Алиса вытерла слезы тыльной стороной ладони — той, где были чернила от нот.
— Что ты хочешь сделать, Орфей? — спросила она.
Орфей помолчал. Он посмотрел в потолок. Потолок в баре был деревянный, с балками, и на балках висели старые афиши джазовых концертов. Одна афиша была 1998 года, на ней был написан саксофонист, который давно умер. Он умер от сердечного приступа во время концерта, прямо на сцене, и говорят, его последние слова были: «Я сыграл все правильно». Орфей вспомнил эту историю, потому что Гоша часто рассказывал ее своим гостям. И подумал: «Я тоже хочу сыграть все правильно. Но я уже не играю. Я только считаю».
— Я хочу, — сказал он медленно, — я хочу найти таких же. Молодых. Богатых. Успешных. И поговорить с ними. По-настоящему. Не в формате делового форума, не в комнате переговоров. А здесь, как мы сейчас. За пивом, хоть я и пью воду. Я хочу спросить их: «Зачем вам это? Ради чего вы встаете утром? Что вы оставите после себя?» И я хочу услышать их ответы. Может быть, они ответят честно. Может быть, они скажут то же, что сказал тот парень в записке. Может быть, они скажут: «Я не слышу, как дышит скрипка». И тогда я им отвечу.
— А что ты им ответишь? — спросил Сережа Бортников. Он уже не поправлял очки — дужка окончательно отвалилась, и он держал ее в руке, как ненужную вещь, которую жалко выбросить.
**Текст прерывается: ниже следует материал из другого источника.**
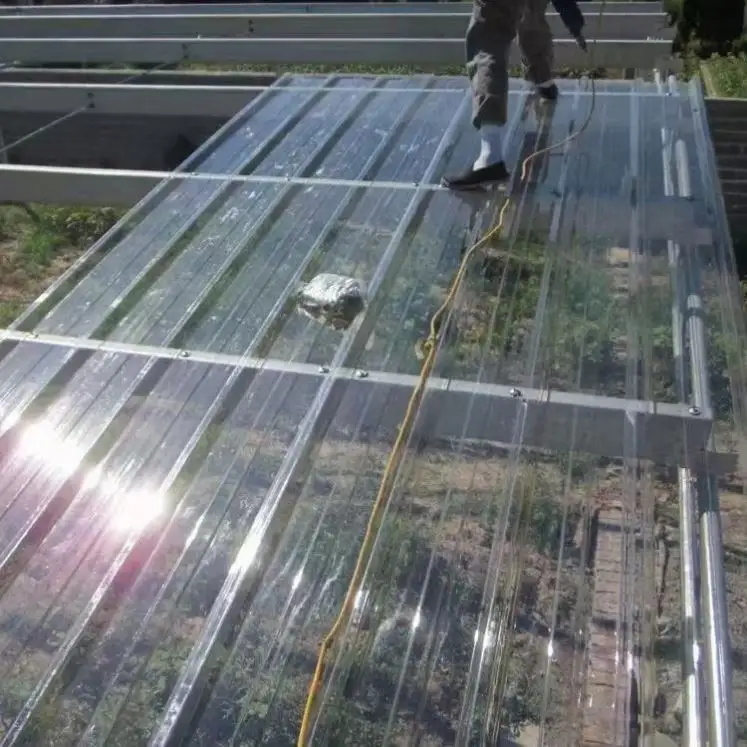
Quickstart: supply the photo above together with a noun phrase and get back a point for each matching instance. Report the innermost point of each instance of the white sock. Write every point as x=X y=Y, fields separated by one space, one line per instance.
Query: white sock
x=491 y=146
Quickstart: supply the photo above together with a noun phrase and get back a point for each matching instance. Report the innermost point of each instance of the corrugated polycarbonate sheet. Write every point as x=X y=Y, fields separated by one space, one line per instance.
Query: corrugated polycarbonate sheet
x=178 y=531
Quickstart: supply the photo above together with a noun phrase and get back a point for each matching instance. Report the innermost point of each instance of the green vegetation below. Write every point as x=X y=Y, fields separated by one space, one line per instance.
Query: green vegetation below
x=37 y=244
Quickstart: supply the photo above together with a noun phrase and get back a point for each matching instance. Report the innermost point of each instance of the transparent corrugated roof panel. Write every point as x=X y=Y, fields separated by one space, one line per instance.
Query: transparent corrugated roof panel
x=189 y=462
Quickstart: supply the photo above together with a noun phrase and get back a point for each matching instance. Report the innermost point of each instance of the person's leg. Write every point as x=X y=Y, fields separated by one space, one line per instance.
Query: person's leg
x=535 y=40
x=489 y=38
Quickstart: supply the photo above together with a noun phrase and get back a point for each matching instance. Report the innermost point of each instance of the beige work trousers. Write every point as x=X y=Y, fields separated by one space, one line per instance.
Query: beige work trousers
x=494 y=25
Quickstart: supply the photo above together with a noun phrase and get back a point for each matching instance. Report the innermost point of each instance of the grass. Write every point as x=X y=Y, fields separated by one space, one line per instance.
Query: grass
x=37 y=244
x=726 y=76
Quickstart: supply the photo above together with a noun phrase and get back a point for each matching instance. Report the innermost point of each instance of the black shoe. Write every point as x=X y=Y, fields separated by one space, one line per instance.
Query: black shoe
x=477 y=178
x=548 y=93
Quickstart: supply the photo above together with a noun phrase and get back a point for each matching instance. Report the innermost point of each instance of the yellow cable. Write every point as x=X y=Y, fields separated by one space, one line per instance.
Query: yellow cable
x=398 y=450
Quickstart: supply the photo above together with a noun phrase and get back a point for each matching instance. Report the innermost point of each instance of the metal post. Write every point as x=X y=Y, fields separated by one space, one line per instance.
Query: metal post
x=713 y=585
x=692 y=696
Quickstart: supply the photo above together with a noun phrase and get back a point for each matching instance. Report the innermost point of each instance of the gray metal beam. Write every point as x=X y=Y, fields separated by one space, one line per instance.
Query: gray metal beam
x=589 y=9
x=618 y=54
x=669 y=433
x=639 y=26
x=165 y=100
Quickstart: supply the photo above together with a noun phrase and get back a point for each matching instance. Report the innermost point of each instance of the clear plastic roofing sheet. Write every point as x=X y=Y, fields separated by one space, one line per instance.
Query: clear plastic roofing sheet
x=188 y=461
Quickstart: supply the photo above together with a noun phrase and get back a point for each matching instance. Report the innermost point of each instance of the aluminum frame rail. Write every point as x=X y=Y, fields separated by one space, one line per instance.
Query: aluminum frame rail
x=106 y=187
x=669 y=434
x=432 y=52
x=138 y=98
x=611 y=25
x=708 y=707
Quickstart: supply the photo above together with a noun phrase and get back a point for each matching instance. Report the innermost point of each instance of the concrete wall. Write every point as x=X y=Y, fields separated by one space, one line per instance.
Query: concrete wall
x=727 y=119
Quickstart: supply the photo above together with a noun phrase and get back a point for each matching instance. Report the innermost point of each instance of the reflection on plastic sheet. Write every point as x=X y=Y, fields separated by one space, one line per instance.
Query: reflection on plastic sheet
x=177 y=532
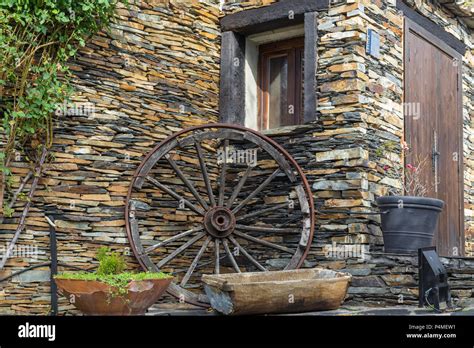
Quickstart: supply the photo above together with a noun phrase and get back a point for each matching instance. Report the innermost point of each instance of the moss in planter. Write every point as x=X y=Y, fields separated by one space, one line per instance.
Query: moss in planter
x=110 y=272
x=119 y=282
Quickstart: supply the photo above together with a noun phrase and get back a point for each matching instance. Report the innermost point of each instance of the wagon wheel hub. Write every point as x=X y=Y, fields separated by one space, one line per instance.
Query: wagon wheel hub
x=219 y=222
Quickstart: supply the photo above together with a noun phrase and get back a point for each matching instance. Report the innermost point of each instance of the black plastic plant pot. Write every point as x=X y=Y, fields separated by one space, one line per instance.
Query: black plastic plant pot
x=408 y=223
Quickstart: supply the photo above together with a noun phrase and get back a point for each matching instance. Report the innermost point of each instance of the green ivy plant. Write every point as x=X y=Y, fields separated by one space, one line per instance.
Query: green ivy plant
x=37 y=38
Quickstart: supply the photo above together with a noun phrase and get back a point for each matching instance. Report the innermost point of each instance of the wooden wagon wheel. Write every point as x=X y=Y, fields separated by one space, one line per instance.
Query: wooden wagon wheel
x=218 y=198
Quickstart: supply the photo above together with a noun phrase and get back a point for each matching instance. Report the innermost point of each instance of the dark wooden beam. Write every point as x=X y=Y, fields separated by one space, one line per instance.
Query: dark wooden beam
x=311 y=64
x=280 y=14
x=432 y=27
x=232 y=79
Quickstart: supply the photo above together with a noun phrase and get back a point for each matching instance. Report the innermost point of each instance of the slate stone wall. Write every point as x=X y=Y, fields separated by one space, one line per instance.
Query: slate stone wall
x=157 y=71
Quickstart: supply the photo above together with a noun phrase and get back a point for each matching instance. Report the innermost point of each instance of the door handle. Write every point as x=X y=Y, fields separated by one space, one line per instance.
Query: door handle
x=435 y=160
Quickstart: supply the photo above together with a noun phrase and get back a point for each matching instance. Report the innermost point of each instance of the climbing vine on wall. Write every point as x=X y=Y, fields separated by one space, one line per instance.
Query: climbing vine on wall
x=37 y=38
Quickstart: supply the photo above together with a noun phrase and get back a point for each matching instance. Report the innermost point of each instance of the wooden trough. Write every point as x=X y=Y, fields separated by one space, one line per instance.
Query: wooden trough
x=288 y=291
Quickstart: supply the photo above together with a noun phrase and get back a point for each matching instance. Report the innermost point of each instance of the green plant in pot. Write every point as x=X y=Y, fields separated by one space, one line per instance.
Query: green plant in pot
x=111 y=290
x=409 y=221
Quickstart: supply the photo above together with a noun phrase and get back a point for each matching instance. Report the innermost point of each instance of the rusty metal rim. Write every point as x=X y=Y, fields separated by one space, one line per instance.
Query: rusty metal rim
x=307 y=188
Орфей посмотрел на свои руки. Потом на рояль, которого здесь не было, но который он видел в воображении. Он увидел белые клавиши, черные клавиши, они стояли на месте, ровные, как отчетные периоды, как квартальные планы, как графики роста прибыли. И вдруг ему показалось, что если он сейчас закроет глаза и нажмет на воображаемую клавишу, он услышит звук. Не фальшивый. Настоящий. Тот, который жил в нем до того, как он стал бизнесменом.
Он не закрыл глаза. Он открыл их шире и посмотрел на друзей.
— Скажу, что жизнь дана не для того, чтобы считать нули, — сказал он. — А для того, чтобы оставлять след. Не в банковском эквайринге, не в отчетах для налоговой, не в карьерных лестницах. А в душах. Или хотя бы в одном человеке. В одном ребенке, который услышит музыку и поймет, что он не один. Что мир не только из цифр состоит. Что есть еще звук. И свет. И тишина, которая бывает только перед тем, как взять аккорд.